Karena itu, sungguh merugi orang-orang yang tidak bisa menjadikan puasa sebagai perantara untuk bisa meningkatkan ketakwaan kepada Allah Subhanahu Wa Ta’ala.
Dengan berpuasa, ia justru tidak bisa lebih dekat kepada-Nya, namun semakin jauh. Rasulullah Shallallahu Alaihi Wasallam pernah mengingatkan kepada kita semua tentang hal ini.
Beliau Shallallahu Alaihi Wasallam bersabda:
“Barangsiapa yang tidak meninggalkan perkataan dusta dan justru mengerjakannya, maka Allah tidak butuh dari rasa lapar dan haus yang ia tahan.” (HR Al-Bukhari).

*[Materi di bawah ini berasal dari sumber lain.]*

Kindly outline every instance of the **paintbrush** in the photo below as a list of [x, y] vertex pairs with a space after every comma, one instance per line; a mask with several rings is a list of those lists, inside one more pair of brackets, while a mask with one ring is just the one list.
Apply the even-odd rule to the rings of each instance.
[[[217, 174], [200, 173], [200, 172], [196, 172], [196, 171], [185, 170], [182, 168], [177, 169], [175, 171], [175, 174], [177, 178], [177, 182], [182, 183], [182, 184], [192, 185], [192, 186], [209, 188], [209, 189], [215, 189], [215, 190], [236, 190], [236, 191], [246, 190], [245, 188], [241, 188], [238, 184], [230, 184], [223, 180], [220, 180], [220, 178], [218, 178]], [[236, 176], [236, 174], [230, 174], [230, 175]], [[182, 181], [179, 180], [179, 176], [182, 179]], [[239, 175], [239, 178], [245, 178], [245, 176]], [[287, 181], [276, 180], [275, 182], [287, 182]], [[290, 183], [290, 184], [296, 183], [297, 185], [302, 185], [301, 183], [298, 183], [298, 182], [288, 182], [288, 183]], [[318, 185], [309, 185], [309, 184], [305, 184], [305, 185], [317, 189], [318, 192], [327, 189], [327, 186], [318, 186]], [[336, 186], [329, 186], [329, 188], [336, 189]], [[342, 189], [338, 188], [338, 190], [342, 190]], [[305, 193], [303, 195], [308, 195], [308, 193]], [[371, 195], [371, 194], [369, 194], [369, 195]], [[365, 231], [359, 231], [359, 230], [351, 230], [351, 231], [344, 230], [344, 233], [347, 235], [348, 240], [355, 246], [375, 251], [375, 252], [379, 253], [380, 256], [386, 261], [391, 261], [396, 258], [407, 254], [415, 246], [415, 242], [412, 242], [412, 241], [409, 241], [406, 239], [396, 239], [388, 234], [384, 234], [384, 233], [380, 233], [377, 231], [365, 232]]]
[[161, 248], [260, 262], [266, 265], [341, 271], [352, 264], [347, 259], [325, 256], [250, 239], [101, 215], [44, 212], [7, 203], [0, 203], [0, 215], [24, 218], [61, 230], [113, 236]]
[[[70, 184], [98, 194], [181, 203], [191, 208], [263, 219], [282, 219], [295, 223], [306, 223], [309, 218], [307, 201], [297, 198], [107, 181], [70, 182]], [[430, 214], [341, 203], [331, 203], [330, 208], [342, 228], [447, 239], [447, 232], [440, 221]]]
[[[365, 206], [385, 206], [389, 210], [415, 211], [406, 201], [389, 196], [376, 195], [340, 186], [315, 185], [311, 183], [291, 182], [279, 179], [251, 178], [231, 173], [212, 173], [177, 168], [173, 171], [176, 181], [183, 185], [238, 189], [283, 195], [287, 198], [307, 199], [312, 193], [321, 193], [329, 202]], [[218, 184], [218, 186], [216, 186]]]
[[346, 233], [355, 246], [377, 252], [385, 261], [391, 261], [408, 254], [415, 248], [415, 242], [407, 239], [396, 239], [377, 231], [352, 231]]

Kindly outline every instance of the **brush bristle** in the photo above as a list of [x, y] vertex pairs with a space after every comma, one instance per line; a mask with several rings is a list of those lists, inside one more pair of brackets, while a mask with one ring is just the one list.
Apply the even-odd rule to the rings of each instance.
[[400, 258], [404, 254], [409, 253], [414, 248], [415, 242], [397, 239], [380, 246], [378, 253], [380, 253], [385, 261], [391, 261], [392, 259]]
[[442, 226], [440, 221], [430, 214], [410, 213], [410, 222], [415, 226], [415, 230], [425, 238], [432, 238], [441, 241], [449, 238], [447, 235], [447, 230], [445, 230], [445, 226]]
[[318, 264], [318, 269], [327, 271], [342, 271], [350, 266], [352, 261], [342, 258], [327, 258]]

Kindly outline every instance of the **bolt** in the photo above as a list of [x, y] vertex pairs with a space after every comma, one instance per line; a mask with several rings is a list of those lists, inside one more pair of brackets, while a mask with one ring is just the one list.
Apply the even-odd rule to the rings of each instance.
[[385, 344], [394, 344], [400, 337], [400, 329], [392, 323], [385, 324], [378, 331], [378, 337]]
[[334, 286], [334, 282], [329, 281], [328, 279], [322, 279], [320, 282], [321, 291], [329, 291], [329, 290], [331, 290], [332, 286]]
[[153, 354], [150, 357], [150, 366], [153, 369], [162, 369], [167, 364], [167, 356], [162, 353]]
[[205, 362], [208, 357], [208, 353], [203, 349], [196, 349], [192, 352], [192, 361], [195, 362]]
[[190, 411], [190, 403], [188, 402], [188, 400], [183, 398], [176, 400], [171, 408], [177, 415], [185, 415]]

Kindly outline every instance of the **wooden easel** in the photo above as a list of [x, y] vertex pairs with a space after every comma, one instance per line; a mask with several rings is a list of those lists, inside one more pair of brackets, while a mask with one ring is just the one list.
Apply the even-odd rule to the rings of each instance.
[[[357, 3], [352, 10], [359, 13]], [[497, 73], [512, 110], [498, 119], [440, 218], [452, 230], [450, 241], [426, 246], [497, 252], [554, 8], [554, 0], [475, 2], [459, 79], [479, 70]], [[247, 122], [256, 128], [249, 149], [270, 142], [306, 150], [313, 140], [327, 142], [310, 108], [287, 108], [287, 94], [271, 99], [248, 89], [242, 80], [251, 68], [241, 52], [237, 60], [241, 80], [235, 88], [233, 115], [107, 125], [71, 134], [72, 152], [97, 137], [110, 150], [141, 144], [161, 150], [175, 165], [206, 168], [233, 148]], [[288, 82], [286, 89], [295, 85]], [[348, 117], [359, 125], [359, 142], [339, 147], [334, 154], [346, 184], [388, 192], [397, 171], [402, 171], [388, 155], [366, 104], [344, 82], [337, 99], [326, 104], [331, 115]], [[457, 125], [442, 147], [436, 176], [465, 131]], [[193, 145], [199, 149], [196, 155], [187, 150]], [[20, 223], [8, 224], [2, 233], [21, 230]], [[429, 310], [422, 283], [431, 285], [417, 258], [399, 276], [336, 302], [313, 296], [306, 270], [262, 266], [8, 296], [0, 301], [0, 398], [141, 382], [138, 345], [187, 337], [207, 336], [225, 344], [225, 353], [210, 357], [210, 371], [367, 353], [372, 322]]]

Berkaitan dengan hadits Nabi Shallallahu Alaihi Wasallam di atas, Imam Ibnu Rajab Al-Hanbali (wafat 795 H) mengingatkan kepada kita semua perihal puasa orang yang tidak bisa menjaga anggota tubuhnya dari hal-hal yang dilarang, hanya akan menjadikan dirinya semakin dimurkai oleh Allah Subhanahu Wa Ta’ala.
Ia mengatakan:
“Setiap shalat malam yang tidak dapat mencegah dari perbuatan keji dan mungkar, maka hanya akan menambah jauh pelakunya (dari Allah); dan setiap puasa yang tidak dijaga dari perkataan dan perbuatan dusta, maka hanya akan mewariskan kemurkaan dan penolakan kepada pelakunya (dari Allah). Wahai kaum, di mana bekas puasa dan cahaya shalat malam?” (Ibnu Rajab, Lathaiful Ma’arif fi Ma li Mawasimil ‘amm minal Wadhaif, [Daru Ibni Hazm: 2004], juz I, halaman 183).
Semua penjelasan di atas berbanding lurus dengan firman Allah Subhanahu Wa Ta’ala dalam Al-Quran, bahwa Dia hanya akan menerima amal ibadah dari orang-orang yang bertakwa.

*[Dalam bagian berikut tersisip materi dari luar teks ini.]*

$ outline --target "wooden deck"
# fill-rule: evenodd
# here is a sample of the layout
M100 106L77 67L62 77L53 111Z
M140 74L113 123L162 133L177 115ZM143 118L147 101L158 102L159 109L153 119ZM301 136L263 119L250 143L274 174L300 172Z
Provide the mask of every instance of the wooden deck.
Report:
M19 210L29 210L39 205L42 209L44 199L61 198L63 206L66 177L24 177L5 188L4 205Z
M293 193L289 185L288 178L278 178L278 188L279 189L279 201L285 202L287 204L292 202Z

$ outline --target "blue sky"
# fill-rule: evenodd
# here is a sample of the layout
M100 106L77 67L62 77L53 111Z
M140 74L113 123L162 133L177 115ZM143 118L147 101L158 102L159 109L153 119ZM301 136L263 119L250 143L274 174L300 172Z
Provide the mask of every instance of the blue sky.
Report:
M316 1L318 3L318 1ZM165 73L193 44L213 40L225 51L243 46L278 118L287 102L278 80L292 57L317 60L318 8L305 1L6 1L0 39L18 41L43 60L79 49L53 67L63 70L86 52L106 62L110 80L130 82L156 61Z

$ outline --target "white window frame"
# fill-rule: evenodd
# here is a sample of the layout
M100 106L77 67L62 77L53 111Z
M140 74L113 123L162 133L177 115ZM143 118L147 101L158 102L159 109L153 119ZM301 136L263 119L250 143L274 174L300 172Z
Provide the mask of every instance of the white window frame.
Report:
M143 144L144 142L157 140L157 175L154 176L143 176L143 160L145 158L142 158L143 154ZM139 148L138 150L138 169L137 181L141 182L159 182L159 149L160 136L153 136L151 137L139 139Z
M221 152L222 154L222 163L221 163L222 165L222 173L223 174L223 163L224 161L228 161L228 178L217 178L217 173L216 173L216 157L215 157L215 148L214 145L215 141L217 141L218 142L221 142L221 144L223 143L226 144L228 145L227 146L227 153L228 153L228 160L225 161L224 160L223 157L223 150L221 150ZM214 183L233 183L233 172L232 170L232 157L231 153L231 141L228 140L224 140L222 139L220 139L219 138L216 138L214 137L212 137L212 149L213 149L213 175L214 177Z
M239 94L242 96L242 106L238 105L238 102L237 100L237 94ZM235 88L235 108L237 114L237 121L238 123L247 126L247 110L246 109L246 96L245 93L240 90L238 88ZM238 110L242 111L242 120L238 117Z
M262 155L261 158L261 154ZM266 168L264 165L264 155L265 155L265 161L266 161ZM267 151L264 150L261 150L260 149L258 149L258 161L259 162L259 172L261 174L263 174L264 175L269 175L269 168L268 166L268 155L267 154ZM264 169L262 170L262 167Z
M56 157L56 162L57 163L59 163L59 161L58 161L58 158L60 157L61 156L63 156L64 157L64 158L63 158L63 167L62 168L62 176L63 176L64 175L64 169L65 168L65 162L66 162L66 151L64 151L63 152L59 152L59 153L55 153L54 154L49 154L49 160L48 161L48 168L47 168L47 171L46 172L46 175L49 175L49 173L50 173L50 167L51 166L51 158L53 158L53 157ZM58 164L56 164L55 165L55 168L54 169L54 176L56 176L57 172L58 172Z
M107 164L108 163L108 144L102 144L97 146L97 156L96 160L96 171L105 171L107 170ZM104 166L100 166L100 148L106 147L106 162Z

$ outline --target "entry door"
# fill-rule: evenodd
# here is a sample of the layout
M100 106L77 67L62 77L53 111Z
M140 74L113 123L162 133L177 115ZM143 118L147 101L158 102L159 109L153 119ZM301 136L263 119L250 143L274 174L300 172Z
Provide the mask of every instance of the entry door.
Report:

Dalam surat Al-Ma’idah disebutkan:
“Sesungguhnya Allah hanya akan menerima (amal) dari orang yang bertakwa.” (QS Al-Ma’idah: 27).
Syekh Wahbah Az-Zuhaili dalam tafsirnya mengatakan bahwa yang dimaksud “al-muttaqin” pada ayat di atas adalah orang-orang yang takut kepada Allah, sehingga ia tidak menyekutukan-Nya, dan menjauhi segala larangan-Nya. Ia tidak mencari pujian dari manusia, tidak berbohong, tidak berkata kotor, dan hanya menjadikan Allah sebagai akhir dari tujuan ibadah. (Wahbah bin Musthafa Az-Zuhaili, Tafsirul Munir, [Beirut, Darul Fikr: 1418 H], juz VI, halaman 154).
Puasa yang tidak bisa menumbuhkan ketakwaan dalam diri kita semua, hanya akan mendapatkan murka dari Allah Subhanahu Wa Ta’ala. Karenanya, mari kita jaga puasa kita dengan benar. Hindari setiap sesuatu yang bisa merusak eksistensi puasa, agar semua ibadah yang kita lakukan di bulan Ramadhan ini menjadi ibadah yang diterima oleh Allah, Aamiin. Wallahua’lam.